Geoffrey Kabaservice, diretor de estudos políticos do think tank conservador Niskanen Center

Seja como for, tanto democratas como republicanos estão a favor da divulgação integral do relatório de Robert Mueller — e fizeram-no de forma expressiva, a 14 de março, ao aprovar essa resolução com 420 votos a favor e nenhum contra. Porém, para Geoff Kabaservice, não é assim tão linear que Donald Trump alinhe nesse caminho.

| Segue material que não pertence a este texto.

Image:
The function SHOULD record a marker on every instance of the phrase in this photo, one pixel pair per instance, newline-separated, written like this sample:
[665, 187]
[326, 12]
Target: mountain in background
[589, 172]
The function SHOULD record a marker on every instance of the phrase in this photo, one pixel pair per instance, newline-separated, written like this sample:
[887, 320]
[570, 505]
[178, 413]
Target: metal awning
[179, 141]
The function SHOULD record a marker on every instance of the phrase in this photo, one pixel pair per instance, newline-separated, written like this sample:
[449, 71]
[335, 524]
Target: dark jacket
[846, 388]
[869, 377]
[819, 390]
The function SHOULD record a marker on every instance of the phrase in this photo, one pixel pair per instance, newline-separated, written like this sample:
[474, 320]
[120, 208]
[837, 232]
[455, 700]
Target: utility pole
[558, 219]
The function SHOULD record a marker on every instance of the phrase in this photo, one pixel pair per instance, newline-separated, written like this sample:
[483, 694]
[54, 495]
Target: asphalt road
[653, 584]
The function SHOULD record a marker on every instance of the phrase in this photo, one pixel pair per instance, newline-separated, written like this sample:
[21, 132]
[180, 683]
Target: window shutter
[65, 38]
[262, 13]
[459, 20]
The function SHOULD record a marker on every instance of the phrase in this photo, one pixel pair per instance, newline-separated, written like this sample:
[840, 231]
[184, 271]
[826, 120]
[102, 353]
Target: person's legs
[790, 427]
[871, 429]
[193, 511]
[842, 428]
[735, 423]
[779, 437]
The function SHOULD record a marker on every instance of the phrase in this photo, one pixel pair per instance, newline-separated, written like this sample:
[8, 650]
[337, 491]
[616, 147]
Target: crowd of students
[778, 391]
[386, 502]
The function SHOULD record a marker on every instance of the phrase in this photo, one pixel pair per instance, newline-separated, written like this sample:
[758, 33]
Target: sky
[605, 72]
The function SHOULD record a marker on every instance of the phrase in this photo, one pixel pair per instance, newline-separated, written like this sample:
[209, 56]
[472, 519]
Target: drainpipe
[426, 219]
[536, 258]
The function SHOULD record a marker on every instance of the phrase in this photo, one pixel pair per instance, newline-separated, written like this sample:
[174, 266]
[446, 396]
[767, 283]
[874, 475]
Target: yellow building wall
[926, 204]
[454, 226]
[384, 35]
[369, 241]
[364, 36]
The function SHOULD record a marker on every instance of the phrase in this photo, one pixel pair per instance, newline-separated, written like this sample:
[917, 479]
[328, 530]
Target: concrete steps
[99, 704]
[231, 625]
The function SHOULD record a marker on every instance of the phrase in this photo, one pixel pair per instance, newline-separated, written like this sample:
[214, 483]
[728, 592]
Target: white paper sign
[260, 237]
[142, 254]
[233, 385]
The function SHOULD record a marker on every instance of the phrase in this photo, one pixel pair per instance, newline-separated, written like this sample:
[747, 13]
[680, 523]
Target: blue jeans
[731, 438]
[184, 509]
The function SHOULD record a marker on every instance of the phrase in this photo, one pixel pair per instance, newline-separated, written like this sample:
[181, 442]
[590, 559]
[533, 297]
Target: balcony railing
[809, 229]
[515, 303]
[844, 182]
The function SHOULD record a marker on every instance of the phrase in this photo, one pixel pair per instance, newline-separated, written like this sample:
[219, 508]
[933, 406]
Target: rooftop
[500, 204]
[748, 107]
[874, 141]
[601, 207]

“Ele podia simplesmente olhar para a situação e dizer: ‘O Mueller investigou isto de forma minuciosa, eu disse o que queria e, no final, não foram reunidas provas contra mim. Então, que se divulgue o relatório’. Até lhe daria alguns pontos para promover a ideia de haver um deep state contra ele”, especula o analista do Niskanen Center. “Mas, no final de contas, acho que ele não vai fazer isso. Sinceramente, acredito que ele quer mandar gasolina para a fogueira. Trump lucra com a divisão e com a controvérsia e esta é a altura perfeita para ele fazer isso, porque está na mó de cima. Ele não tem interesse nenhum na reconciliação, só no caos.”

Que é como quem diz: “Senhores passageiros, apertem os vossos cintos”. Pela frente, prevê-se turbulência — e por tempo indeterminado.